No período analisado, foram registrados 40 atendimentos de crianças de 2 a 5 anos com trauma bucal em 72 plantões da Unidade de Pronto Atendimento de Maracanaú, correspondendo a média aproximada de 0,56 atendimento por plantão. Observou-se predomínio de eventos associados a quedas da própria altura, acidentes durante brincadeiras e mordidas de cachorro do próprio ambiente domiciliar. Esse perfil é coerente com estudos recentes que apontam as quedas e os acidentes no lar como causas frequentes de traumatismos dentários em crianças pequenas (FELDENS et al., 2025 LAFORGIA et al., 2025). Entre as lesões identificadas, destacaram-se avulsão dentária, fratura dentária, laceração de lábio superior e laceração gengival, agravos que demandam avaliação célere para redução de complicações e adequado seguimento (DAY et al., 2020 LI, 2024). A experiência mostrou que a existência de um fluxo definido - recepção, triagem e atendimento odontológico isolado ou compartilhado com a medicina - favoreceu organização assistencial, priorização clínica e maior direcionamento das condutas. Também evidenciou o papel estratégico do cirurgião-dentista na urgência pediátrica, especialmente em lesões dentárias e de tecidos moles orais, reforçando a importância de integração multiprofissional e educação em primeiros cuidados para famílias e equipes (LEVIN et al., 2020 TEWARI et al., 2024).

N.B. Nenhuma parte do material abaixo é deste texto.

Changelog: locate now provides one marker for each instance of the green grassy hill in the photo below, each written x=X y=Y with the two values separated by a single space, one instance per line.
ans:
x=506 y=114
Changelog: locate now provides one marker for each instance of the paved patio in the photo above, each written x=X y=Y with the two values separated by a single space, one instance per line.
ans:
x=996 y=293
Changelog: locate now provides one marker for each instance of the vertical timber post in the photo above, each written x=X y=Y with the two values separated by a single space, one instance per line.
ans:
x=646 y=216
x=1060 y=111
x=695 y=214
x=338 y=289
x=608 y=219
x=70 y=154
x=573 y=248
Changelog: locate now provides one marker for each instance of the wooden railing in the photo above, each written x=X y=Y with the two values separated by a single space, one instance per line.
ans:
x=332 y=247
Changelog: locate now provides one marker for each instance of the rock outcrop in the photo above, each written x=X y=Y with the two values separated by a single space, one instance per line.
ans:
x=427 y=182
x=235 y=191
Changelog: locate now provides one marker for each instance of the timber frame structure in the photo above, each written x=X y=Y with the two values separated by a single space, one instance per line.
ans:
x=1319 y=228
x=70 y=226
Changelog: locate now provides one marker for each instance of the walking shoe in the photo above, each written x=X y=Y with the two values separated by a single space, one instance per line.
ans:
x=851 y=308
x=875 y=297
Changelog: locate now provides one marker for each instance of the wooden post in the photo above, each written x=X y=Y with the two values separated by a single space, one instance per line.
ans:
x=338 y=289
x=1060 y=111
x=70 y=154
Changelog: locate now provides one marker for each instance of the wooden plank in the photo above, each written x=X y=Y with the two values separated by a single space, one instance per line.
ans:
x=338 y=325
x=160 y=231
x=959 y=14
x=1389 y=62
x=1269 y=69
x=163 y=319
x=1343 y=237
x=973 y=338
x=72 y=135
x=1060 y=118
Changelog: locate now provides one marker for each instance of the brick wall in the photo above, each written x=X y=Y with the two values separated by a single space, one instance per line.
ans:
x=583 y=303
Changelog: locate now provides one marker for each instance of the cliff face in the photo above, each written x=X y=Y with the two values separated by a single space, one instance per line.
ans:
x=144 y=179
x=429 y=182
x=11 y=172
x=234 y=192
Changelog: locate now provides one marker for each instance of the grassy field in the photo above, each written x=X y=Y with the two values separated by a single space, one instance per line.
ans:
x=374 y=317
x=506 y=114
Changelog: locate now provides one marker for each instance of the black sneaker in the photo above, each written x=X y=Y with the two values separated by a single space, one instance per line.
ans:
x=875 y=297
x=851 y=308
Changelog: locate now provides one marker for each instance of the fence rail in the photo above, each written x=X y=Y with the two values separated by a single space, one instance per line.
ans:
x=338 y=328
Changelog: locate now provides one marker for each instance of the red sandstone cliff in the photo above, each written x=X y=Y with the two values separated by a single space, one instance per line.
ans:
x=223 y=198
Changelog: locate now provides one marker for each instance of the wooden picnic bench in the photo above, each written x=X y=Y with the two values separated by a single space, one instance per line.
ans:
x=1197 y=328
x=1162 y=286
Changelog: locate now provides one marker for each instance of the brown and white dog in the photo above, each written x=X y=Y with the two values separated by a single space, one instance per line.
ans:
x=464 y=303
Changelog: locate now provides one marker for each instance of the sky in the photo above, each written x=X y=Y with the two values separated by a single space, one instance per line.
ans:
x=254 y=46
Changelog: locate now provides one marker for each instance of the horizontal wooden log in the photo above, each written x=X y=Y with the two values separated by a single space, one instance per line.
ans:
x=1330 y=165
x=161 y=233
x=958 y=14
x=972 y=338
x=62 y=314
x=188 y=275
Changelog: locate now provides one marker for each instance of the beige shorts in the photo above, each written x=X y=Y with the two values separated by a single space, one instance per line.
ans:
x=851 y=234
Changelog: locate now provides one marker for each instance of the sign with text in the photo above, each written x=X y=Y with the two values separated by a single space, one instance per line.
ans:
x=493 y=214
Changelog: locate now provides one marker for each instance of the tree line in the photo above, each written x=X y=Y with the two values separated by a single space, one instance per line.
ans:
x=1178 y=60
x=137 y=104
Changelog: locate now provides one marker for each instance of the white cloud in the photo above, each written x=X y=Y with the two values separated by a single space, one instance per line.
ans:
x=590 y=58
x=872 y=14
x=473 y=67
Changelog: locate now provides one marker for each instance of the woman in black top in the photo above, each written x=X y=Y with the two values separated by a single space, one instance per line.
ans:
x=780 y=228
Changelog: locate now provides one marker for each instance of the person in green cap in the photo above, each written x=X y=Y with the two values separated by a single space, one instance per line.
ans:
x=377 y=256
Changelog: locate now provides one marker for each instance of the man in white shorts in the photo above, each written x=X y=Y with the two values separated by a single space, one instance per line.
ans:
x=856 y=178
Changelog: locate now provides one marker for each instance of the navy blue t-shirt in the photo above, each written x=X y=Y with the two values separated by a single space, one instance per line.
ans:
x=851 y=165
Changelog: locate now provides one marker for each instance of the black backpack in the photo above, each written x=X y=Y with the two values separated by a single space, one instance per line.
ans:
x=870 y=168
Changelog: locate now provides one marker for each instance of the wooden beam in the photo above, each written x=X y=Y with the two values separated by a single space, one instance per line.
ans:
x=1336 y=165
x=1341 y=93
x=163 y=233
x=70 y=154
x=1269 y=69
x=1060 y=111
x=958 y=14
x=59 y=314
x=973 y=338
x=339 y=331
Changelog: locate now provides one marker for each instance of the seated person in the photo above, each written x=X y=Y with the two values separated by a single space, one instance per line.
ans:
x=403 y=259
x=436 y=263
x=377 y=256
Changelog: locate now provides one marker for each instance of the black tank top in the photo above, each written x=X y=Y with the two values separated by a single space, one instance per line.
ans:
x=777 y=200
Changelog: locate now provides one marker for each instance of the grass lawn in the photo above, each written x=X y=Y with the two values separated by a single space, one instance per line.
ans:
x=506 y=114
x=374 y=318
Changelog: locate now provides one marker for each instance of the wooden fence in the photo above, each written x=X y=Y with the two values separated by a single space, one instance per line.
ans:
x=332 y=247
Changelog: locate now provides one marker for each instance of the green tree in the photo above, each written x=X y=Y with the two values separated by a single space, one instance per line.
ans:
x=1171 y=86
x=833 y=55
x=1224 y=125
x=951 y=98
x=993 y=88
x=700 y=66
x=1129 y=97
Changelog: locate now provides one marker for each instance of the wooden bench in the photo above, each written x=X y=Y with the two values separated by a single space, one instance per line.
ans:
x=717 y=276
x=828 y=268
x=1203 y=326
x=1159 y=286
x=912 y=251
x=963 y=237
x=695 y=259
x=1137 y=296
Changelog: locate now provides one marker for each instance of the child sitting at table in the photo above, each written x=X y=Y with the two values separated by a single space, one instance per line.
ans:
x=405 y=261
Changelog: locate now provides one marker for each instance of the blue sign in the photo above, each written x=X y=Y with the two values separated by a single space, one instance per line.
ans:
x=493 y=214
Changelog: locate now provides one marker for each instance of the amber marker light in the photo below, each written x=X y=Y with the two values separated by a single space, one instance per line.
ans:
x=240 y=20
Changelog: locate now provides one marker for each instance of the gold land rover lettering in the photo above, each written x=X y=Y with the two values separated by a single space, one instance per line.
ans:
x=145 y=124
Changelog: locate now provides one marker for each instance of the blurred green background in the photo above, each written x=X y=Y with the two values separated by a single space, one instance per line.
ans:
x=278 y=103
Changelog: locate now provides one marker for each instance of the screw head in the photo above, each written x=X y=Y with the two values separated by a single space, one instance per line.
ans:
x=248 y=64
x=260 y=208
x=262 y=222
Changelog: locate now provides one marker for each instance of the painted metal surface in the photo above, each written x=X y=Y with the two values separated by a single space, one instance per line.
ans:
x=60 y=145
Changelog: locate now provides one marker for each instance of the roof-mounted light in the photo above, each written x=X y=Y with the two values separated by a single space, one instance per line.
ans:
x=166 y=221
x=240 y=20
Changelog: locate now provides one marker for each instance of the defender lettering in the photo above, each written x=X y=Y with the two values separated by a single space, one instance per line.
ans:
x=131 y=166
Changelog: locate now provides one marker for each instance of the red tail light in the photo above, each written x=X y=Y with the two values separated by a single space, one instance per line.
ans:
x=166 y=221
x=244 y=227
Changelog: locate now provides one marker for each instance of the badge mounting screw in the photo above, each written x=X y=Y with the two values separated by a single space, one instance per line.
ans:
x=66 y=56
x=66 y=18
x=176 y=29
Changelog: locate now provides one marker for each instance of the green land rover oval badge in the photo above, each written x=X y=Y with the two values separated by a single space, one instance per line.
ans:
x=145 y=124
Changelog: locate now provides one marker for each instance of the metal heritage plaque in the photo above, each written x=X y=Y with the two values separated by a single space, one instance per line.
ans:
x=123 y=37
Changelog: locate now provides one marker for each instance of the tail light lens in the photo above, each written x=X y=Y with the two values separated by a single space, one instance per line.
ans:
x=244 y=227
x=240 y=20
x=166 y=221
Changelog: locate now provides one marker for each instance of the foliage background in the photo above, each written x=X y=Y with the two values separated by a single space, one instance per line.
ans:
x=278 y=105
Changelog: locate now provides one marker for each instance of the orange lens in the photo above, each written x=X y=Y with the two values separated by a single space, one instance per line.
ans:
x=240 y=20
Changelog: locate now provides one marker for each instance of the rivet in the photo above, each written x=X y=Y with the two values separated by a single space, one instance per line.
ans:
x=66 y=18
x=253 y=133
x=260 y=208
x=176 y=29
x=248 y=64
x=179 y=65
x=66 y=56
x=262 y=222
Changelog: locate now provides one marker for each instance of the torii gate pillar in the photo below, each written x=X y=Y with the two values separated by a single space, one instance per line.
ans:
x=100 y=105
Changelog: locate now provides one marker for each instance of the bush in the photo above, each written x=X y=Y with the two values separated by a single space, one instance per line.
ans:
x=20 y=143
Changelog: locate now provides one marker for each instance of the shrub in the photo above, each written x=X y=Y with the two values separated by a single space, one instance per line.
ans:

A experiência da Unidade de Pronto Atendimento de Maracanaú demonstra que o trauma bucal em crianças de 2 a 5 anos constitui demanda concreta na urgência pediátrica, com predomínio de mecanismos evitáveis, como quedas e acidentes domésticos. O fluxo assistencial organizado, envolvendo recepção, classificação de risco e atendimento odontológico com apoio médico quando necessário, contribuiu para cuidado oportuno e compatível com recomendações atuais para traumatismos dentários na dentição decídua (DAY et al., 2020 O'CONNELL, 2025). Como aprendizados, destacam-se a necessidade de fortalecer protocolos locais, qualificar a articulação entre odontologia e medicina e ampliar ações educativas para prevenção de acidentes e primeiros cuidados, considerando que a educação em trauma dentário é componente reconhecido das estratégias preventivas contemporâneas (TEWARI et al., 2024). Trata-se de experiência com potencial de replicabilidade em outras unidades de pronto atendimento, por apoiar-se em fluxo simples, aplicável e centrado na integralidade do cuidado à criança.